Specified economic activities means:

1. Investment holding entity

    • Holding and managing its equity participation in other entities; or
    • Making necessary strategic decisions in respect of any assets the entity acquires, holds or disposes of; and managing and bearing principal risks in respect of such assets

2. Other than investment holding entity

    • In the case of a Company/ LLP/ resident individual in relation to a partnership business in Malaysia carrying out a trade, profession or business in Malaysia, specified economic activities refer to the business operations carried out.

A service director who is employed based on a contract of service and not a contract for service can be considered as an employee. Therefore, a non-service director is not considered as an employee.

Outsourcing of specified economic activities is permitted if the following conditions are complied:

  • The specified economic activities are carried out by the outsourced entity in Malaysia;
  • The outsourcing party has exercised adequate monitoring and control on the carrying out of the specified economic activities by the outsourced entity:
  • The outsourced entity is generally expected to charge the outsourcing party a fee for the specified economic activities performed subject to the application of transfer pricing rules;
  • The number of qualified employees employed and the amount of operating expenditure incurred by the outsourced entity in Malaysia are in line with the level of specified economic activities carried out by the outsourced entity; and
  • If the outsourced entity provides services to more than one outsourcing party, computation of expenditure must be apportioned accordingly.

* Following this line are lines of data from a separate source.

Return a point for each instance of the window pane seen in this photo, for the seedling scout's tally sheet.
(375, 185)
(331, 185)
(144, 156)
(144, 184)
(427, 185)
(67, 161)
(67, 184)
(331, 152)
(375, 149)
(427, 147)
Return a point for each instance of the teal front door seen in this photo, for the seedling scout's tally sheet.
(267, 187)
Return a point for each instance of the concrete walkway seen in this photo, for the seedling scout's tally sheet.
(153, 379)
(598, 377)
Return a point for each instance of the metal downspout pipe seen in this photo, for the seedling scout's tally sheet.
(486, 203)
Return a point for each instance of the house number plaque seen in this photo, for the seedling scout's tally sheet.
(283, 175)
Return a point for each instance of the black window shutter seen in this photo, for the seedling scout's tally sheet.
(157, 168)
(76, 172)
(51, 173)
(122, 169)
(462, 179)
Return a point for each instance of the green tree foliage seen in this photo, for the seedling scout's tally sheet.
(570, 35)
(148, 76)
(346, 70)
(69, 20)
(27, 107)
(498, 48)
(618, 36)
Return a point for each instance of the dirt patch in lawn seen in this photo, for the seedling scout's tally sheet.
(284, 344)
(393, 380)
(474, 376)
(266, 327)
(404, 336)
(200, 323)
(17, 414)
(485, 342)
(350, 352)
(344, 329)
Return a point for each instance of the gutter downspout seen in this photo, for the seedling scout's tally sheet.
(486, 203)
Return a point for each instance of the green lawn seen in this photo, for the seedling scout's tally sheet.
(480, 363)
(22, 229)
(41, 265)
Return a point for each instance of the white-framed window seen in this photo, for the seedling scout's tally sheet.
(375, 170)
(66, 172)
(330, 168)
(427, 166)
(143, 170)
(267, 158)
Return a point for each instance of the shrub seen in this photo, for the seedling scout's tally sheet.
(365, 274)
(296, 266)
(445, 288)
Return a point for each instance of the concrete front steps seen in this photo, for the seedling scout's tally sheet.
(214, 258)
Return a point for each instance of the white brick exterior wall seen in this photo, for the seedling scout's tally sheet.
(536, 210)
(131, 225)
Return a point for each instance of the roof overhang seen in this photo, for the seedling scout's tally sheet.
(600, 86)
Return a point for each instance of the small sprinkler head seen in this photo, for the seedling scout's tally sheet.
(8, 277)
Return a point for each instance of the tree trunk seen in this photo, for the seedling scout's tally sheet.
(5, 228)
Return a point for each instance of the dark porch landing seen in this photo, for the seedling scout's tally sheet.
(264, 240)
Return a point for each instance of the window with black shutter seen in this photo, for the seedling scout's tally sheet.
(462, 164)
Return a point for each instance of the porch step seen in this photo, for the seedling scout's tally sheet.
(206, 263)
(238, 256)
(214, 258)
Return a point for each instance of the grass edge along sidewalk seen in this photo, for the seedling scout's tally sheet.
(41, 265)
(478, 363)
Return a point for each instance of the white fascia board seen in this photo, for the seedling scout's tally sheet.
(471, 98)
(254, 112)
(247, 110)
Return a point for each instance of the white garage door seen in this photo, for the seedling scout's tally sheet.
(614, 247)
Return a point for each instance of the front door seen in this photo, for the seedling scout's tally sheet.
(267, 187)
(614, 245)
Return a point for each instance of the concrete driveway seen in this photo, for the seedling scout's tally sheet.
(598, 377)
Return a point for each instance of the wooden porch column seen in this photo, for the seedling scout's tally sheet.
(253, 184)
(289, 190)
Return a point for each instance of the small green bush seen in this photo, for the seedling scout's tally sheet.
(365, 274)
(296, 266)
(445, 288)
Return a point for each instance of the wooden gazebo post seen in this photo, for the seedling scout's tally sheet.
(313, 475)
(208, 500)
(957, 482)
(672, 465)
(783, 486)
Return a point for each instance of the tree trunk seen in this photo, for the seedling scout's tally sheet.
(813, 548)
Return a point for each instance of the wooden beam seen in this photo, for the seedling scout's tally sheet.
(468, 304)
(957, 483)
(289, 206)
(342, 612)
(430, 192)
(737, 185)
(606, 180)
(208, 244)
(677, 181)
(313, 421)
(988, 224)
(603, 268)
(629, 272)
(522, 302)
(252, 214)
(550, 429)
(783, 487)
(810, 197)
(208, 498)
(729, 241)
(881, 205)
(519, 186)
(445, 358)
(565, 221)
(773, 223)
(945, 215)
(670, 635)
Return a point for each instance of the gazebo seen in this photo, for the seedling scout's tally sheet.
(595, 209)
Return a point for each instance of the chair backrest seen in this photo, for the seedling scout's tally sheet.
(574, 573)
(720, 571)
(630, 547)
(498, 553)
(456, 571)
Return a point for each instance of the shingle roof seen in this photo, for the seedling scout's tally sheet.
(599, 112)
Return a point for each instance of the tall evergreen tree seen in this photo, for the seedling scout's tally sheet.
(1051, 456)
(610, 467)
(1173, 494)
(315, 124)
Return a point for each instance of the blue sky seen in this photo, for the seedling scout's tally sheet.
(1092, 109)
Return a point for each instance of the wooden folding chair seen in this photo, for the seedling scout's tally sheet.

For resident individuals, the qualifying conditions for all foreign source income to be exempted are:-

  1. The foreign source income has been subjected to income tax or withholding tax in the country of origin; or
  2. Not subject to tax in the country of origin due to:-
    • The foreign income is not subjected to tax under the tax system;
    • Has not reached the taxable threshold;
    • The foreign income is exempted due to tax incentive;
    • The foreign dividend income has been subjected to underlying tax;
    • The underlying profit of foreign dividend income is not subjected to tax due to:
      • Unabsorbed losses or capital allowances;
      • Capital gains;
      • Tax rules under the tax consolidation regime in the country of origin; or
      • Enjoyed tax incentives in compliance with substantive requirements in the country of origin.